Por: Pedro Caviedes
El 25 de enero del año 2011, siguiendo el ejemplo de Túnez, comenzaron en El Cairo una serie de protestas ciudadanas que rápidamente se extendieron a todo Egipto. 18 días después, el viernes 11 de febrero, sucedía lo que durante casi 30 largos años pareció un imposible: Hosni Mubarak, el poderoso dictador que llevó las riendas del país durante todo ese tiempo, dimitía. La revolución egipcia había triunfado, sumando así el nombre de su país a la lista de naciones que comenzaban a otear la libertad en aquella serie de alzamientos a los que se le dio el nombre de Primavera Árabe. La plaza Tahrir, en El Cairo, núcleo de aquella revuelta, se convirtió en un lugar de leyenda, en el símbolo regional de la victoria de los oprimidos.
Más de dos años después, el domingo 30 de junio del presente, la plaza volvió a abarrotarse de personas, esta vez ya no clamando la caída de un largo régimen tirano, sino por la de quien, un año exacto atrás, se había erigido como el primer presidente democrático de Egipto, el ingeniero Mohamed Morsi. Solo tres días más de ese corto año seguiría Morsi en el poder, ya que el miércoles 3 de julio, el jefe del ejército, el general Abdel Fatah Al Sisi, anunciaba, mientras la plaza explotaba en un grito de júbilo, que el presidente ya no ejercía sus funciones, y que sería reemplazado temporalmente por el presidente de la Corte Suprema Constitucional, el jurista Adly Masour, y que la Constitución de corte islamista impulsada por Morsi, y aprobada en las urnas con muy poca asistencia quedaba suspendida.
‘Game Over’, se leía en un edifico adyacente a la plaza, en letras verdes, emitidas por un rayo láser. Los aviones del ejército sobrevolaban la ciudad, dejando estelas de humo rojo, blanco y negro, los colores de la bandera. No sé de otra situación en la historia en la que un golpe militar se haya celebrado con tanta dicha. Quizá por eso, los manifestantes repetían una y otra vez que no se trataba de un golpe, sino de un regreso a los principios que encendieron las llamas de la revolución del 2011. Principios que el presidente Morsi había jurado proteger, mientras fue candidato.

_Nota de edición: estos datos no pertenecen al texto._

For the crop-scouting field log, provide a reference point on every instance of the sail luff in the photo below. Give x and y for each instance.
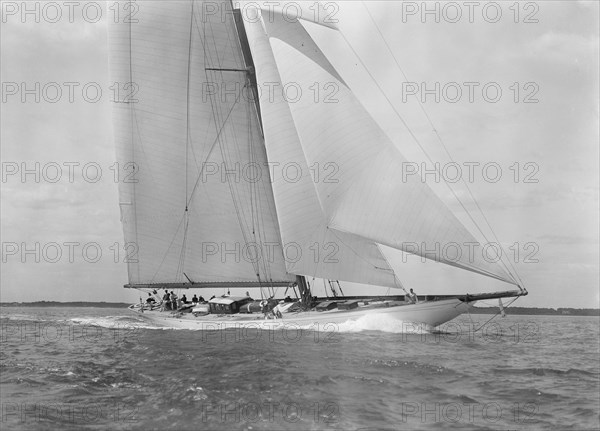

El viernes 5 de julio, mientras termino estas líneas, los medios de comunicación dan cuenta de enfrentamientos entre los seguidores de Morsi y el ejército. Ya van cinco muertos. Me parece que los egipcios que salieron a protestar en contra de Morsi están resituando, en su lugar, el significado de la democracia. La democracia no se trata tan sólo de ganar una elección. La democracia por la que el pueblo egipcio puso en riesgo su vida y desafió a un dictador, y lo tumbó, pedía a gritos la inclusión, una ley civil por fuera de la religión, pedía igualdad de derechos y de oportunidades, educación, libertad de expresión, menos corrupción, un gobierno que ejecutara políticas económicas sólidas y efectivas que acabaran con la alta inflación, el desempleo y los bajos salarios.
Pero una vez en el poder, eso no fue lo que Mohamed Morsi ofreció a sus ciudadanos. Lo que Morsi les ofreció fue el cambio de una dictadura por otra quizá mucho peor, ya que, como tantos gobiernos de los últimos tiempos, se escudan en las elecciones, mientras lentamente barrenan el anhelo de libertad y progreso del pueblo que los elige.
La violencia que hoy se ha desatado en Egipto tiene un solo responsable, y es el ex presidente y su partido, que una vez en el poder se dedicaron a arraigar en todas las ramas del poder sus creencias radicales, dejando por fuera a todos los que no las comparten, que son la mayoría de los egipcios.
El ejemplo se repite en muchas partes, son gobiernos que embisten la democracia hasta dejarla como un pobre animal desahuciado, que apenas puede sostenerse en pie, mientras escucha cómo sus verdugos difaman insaciablemente su nombre, y les inyectan pequeñas dosis de un anticuerpo que cumple con mantenerlos vivos en su agonía hasta el infinito si es posible: el de unas elecciones que después nunca pierden. ¿Les suena?